Ekipa ukradła pomysł na koszulkę?

Po tym, jak okazało się, że Wersow (Weronika Sowa) ukradła logo słynnej sówki i przez długi czas używała go w swoich filmach, wydawało się, że Ekipa będzie zwracać uwagę na to, co pokazują w internecie. Nic bardziej mylnego. Jakiś czas temu na sklepie Ekipatonosi pojawiła się nowa koszulka, którą zachwalał na swoim instagramie Karol Friz Wiśniewski.

Internauci dość szybko wychwycili, że nowy produkt nie tylko przypomina, a jest praktycznie taki sam jak koszulki Vetements, a co ciekawe, do złudzenia przypominające także logo zespołu Happysad. Ubranie opierało się na znanym motywie przedstawiającym połączenie dwóch buziek – jednej uśmiechniętej, drugiej smutnej, które przechodzą przez siebie, tworząc całość. Wszystko oparte zostało na czerni i bieli, które swoim kontrastem ukazują dwie tak różne emocje. Koszulki, o które toczy się spór, miały nawiązywać do piosenki, pochodzącej z albumu Ekipy pod tytułem „Dobry mood” i nadal znajdują się na stronie sklepu w cenie 99,99 zł.

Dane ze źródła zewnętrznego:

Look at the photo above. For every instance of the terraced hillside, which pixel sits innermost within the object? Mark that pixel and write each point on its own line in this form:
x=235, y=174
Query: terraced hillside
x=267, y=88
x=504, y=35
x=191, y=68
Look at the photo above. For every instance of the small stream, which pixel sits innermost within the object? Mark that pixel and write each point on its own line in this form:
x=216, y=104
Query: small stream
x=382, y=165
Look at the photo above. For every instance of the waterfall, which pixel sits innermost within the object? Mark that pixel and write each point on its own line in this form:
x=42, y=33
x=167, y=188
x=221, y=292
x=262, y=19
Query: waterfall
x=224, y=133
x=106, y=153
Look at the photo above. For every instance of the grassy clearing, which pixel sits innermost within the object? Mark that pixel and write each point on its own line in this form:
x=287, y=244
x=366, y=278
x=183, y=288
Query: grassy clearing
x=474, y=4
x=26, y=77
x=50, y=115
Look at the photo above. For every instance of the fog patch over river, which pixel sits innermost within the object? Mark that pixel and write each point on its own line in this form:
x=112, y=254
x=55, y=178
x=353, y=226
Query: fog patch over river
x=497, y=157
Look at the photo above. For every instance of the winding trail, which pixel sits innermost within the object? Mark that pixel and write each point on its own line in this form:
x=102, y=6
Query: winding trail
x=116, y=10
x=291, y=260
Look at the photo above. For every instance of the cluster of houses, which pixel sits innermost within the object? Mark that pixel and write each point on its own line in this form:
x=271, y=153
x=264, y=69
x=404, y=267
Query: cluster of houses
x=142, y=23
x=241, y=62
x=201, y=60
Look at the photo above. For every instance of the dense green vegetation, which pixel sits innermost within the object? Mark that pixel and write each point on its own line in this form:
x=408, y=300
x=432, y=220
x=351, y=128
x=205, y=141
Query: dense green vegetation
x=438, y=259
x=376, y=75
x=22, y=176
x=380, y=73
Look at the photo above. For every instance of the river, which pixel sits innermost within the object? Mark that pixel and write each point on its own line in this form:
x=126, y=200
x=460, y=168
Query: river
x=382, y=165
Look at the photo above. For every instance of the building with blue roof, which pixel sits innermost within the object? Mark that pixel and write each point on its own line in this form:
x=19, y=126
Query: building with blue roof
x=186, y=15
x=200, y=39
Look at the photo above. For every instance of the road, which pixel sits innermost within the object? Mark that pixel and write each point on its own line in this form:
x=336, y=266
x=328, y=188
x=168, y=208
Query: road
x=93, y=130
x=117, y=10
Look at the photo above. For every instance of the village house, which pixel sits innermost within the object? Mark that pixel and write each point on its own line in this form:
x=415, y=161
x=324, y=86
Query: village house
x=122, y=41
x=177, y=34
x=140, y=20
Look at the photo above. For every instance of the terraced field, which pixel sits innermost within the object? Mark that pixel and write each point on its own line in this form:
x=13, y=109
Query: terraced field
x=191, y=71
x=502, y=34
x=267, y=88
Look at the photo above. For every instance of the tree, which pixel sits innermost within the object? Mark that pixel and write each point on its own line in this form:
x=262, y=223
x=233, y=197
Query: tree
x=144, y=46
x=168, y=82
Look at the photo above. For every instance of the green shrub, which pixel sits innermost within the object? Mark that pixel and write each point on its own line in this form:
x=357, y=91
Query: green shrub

Ekipa nie odnosi się do zarzutów, a Friz aktualnie wydaje się być dużo bardziej zainteresowany swoim nowym programem, niż zarzutami, co nie zmienia faktu, że wiele spraw związanych z popularnymi youtuberami pozostaje nierozwiązanych. Tuż za nimi, jak widmo, staje się nadal czekać Sylwester Wardęga, który nagłaśnia każde ich potknięcie.

W ostatnich tygodniach kolejnych problemów doczekała się Wersow, której Wardęga przypomniał o niezałatwionej sprawie z logiem sowy, a także o licznych scamach, których reklamowania dopuściła się Weronika. Dziewczyna Friza, naśladując swoje koleżanki z branży, wydała pisemne przeprosiny w sprawie reklamowania szkodliwych substancji. 

Happysad odpowiedzieli…

Internauci, mając na uwadze to, jak bardzo nośny jest temat problemów wewnątrz Ekipie, zaczęli przewidywać, że i ta sprawa zakończy się kłótnią pomiędzy grupą muzyczną a influencerami. Sprawa może się jednak potoczyć inaczej, ponieważ muzycy odpowiedzieli i dość szybko zakończyli dyskusję. „W życiu. Kogo to obchodzi?” – brzmiał komentarz, odnoszący się do tej afery. Rozbawił on czytelników, którzy uznali, że jest to podejście, które szanują, ponieważ im mniej rozgłosu, tym mniej zysków dla youtuberów. 

Patrząc na to, że dni mijają, a odpowiedź nie nadchodzi, można odnieść wrażenie, że jedyną osobą, będącą w stanie wyciągnąć z Ekipy przeprosiny, jest Sylwester Wardęga i jedynie jego reakcja mogłaby sprawić, że internauci dostaliby wyjaśnienia.